Stendal (ume) l Gibt es am drittletzten Spieltag der Fußball-Kreisoberliga schon die Meisterfeier oder muss sich der Osterburger FC noch den Angriffen der Konkurrenz erwehren? Die Göthe-Elf empfängt am Sonntag die SG BSC/Lok Stendal II.

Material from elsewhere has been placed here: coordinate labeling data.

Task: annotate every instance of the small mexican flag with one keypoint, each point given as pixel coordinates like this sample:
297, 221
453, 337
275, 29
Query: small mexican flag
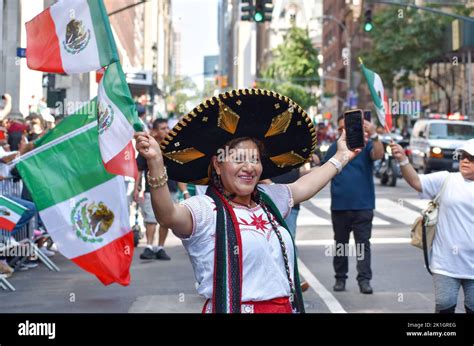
83, 207
117, 119
71, 36
376, 91
10, 213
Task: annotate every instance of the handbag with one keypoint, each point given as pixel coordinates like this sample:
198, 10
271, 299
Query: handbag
424, 228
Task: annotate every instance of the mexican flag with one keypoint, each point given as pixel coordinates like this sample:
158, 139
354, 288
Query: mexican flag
10, 213
71, 36
376, 91
83, 206
117, 117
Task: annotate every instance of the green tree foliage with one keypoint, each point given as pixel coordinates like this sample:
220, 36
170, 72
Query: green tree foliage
294, 68
407, 41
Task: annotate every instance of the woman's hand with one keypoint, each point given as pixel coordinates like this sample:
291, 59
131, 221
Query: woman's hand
147, 146
343, 154
398, 152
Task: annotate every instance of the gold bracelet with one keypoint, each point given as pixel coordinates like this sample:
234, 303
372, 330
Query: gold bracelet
159, 181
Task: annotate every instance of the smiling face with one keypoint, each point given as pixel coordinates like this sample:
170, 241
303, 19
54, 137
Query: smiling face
239, 167
466, 165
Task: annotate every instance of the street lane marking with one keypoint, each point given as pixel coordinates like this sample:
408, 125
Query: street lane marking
308, 218
396, 210
331, 302
325, 204
324, 242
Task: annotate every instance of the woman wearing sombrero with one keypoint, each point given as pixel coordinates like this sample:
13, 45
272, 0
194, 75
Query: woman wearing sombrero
242, 254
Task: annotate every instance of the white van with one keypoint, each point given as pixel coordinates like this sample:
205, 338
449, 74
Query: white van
433, 143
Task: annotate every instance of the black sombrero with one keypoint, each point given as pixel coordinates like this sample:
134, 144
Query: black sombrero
286, 131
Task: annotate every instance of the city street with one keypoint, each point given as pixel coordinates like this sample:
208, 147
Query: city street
400, 281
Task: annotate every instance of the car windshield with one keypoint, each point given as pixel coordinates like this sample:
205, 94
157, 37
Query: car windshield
451, 131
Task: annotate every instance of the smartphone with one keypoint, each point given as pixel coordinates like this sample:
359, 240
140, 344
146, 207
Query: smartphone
367, 115
354, 126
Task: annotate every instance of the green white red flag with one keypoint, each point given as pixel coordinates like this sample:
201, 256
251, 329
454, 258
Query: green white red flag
71, 36
376, 92
10, 213
83, 206
117, 117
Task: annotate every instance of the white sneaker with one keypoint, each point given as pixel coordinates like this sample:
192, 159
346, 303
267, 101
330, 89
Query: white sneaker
47, 252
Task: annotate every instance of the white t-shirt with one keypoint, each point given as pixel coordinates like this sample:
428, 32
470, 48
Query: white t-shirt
264, 274
453, 246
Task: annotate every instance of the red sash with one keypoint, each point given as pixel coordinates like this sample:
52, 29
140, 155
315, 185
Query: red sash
273, 306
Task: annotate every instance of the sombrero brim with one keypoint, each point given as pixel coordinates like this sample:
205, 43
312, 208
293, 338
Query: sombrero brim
284, 128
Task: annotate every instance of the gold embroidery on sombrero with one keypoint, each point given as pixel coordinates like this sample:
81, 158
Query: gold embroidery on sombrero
287, 159
279, 124
185, 155
228, 119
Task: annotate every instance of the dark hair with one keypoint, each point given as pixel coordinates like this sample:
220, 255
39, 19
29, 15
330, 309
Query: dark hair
159, 121
215, 179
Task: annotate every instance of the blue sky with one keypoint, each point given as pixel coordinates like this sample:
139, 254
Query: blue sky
197, 20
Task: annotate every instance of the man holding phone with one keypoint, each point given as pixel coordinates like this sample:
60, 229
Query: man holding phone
353, 201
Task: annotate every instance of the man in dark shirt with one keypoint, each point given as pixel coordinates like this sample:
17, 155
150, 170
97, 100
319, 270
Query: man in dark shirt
352, 209
159, 131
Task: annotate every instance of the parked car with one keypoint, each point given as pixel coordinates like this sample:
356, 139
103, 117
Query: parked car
433, 143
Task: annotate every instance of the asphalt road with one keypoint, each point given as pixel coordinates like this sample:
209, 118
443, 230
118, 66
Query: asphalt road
400, 281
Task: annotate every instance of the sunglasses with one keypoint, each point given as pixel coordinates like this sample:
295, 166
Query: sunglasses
463, 156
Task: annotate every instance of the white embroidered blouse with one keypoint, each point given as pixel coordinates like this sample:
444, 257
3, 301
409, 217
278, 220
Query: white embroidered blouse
264, 274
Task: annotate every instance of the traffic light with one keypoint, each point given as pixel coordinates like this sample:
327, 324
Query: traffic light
368, 25
247, 10
263, 12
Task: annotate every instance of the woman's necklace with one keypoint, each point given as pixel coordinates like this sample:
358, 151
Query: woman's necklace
242, 204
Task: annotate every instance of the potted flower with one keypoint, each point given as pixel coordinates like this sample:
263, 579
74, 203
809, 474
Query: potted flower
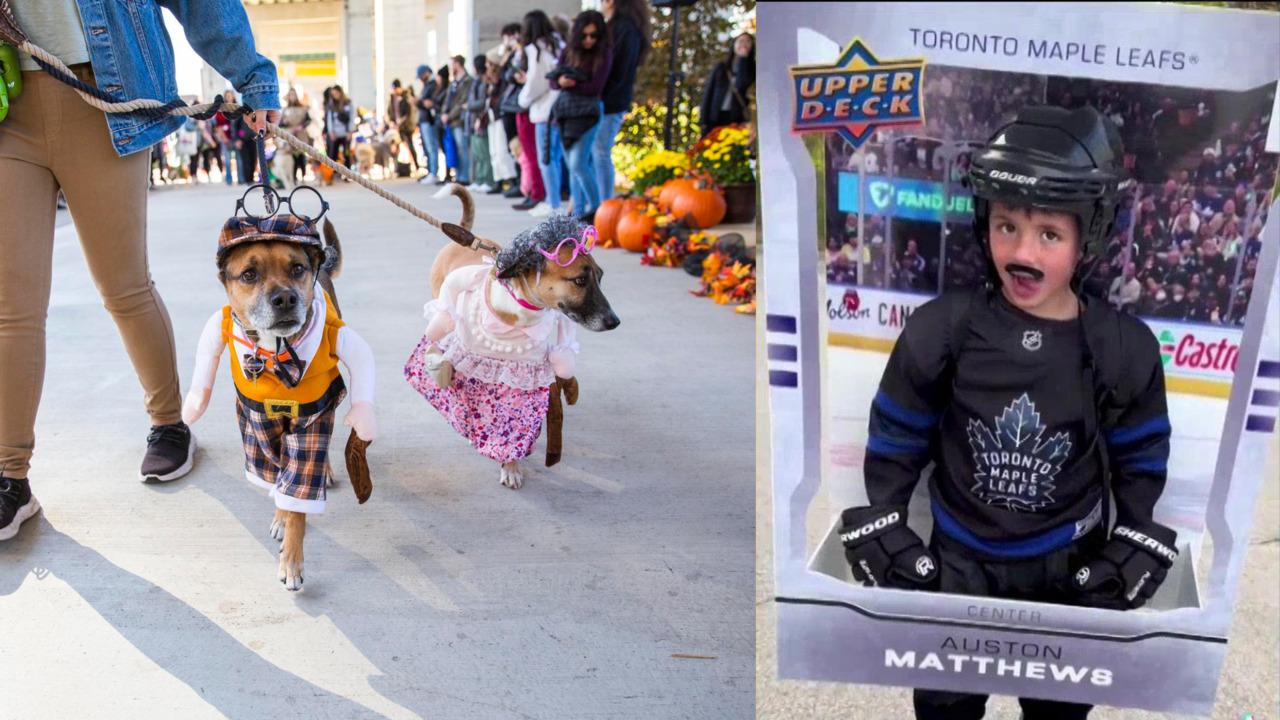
725, 155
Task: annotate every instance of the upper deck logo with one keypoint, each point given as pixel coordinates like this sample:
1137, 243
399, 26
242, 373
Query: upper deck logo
858, 94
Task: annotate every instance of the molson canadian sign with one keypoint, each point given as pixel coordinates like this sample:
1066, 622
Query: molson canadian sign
1197, 351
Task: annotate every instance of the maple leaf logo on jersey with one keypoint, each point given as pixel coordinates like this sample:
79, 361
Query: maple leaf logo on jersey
1014, 466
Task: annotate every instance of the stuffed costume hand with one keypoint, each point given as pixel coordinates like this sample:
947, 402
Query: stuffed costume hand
882, 551
1129, 568
362, 420
195, 405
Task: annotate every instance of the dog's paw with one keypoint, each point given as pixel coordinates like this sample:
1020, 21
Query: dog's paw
291, 575
278, 525
512, 478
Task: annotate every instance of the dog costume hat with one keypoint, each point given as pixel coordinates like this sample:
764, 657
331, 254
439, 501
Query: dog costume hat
287, 396
503, 376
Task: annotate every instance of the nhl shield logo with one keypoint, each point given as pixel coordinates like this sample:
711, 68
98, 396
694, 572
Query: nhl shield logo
1032, 340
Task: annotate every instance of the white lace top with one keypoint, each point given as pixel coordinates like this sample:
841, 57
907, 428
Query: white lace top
484, 347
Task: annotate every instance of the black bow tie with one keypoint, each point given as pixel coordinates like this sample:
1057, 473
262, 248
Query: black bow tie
287, 367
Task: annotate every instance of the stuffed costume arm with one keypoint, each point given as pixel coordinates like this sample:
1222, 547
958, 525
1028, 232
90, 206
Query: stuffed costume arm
1139, 552
208, 354
359, 359
1138, 438
563, 351
439, 311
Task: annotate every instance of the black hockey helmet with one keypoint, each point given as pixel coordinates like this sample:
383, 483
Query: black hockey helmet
1052, 159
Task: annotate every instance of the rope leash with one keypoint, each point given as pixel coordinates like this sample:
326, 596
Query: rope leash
204, 112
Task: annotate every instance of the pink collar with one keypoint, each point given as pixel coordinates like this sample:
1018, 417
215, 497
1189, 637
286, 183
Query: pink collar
519, 300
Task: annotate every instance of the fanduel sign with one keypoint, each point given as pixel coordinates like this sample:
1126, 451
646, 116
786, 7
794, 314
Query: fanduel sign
901, 197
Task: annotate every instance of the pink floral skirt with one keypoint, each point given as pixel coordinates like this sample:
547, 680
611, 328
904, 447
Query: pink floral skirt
501, 422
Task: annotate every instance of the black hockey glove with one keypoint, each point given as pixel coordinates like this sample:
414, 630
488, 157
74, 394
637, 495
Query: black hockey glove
1130, 568
883, 551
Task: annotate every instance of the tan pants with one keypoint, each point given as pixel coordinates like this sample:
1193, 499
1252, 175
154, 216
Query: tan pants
54, 140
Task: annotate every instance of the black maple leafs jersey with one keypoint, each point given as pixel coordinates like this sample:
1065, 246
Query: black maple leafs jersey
1006, 422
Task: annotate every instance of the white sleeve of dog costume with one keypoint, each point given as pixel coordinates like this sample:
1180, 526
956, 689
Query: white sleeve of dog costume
359, 359
209, 352
563, 352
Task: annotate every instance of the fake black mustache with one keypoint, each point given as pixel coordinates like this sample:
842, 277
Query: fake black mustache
1015, 268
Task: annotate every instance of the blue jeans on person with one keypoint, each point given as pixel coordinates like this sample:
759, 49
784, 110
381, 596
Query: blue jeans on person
228, 155
129, 50
602, 154
464, 145
430, 147
549, 145
581, 178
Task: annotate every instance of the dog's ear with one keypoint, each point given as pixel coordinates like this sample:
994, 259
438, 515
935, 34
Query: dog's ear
318, 258
510, 272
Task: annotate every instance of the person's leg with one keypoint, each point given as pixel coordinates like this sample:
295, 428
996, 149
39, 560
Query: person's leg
248, 163
549, 160
228, 153
464, 147
30, 194
1054, 710
602, 154
480, 159
528, 133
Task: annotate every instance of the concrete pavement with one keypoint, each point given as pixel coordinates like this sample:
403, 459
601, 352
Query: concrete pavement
446, 595
1249, 682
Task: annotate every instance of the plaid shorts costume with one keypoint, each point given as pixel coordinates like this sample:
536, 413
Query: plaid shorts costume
284, 455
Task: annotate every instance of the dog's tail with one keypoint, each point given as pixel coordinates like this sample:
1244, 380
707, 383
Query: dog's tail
469, 206
333, 249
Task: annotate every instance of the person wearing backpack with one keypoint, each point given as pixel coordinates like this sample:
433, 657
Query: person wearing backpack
1036, 402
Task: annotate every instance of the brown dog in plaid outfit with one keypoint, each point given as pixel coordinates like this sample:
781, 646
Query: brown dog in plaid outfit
287, 337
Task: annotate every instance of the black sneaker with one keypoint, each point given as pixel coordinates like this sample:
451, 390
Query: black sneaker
17, 505
170, 450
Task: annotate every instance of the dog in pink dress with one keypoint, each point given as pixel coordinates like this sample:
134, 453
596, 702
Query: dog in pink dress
499, 335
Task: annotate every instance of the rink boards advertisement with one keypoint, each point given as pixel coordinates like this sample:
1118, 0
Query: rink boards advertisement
1198, 358
886, 103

Der SV Grieben, der erste Verfolger des OFC, hat tags zuvor schon ein Heimspiel gegen Seehausen. Die Konstellation ist klar. Gewinnen die Griebener ihre Partie nicht, kann Osterburg einen Tag später den Titel eintüten. Die Horn und Co. sind zwar Favorit gegen Seehausen, doch die Kickers brauchen auch noch ein paar Punkte, um das rettende Ufer zu erreichen.

Aber selbst wenn Grieben patzt, ist das Match von Osterburg gegen die SG BSC/Lok Stendal II kein Selbstläufer. Die Müller-Elf, Vierter der Tabelle, hat sich zuletzt wieder etwas stabilisiert und kann spielerisch sicher mit den Biesestädtern mithalten. Bleibt abzuwarten, wer dies am Ende in Zählbares umsetzt.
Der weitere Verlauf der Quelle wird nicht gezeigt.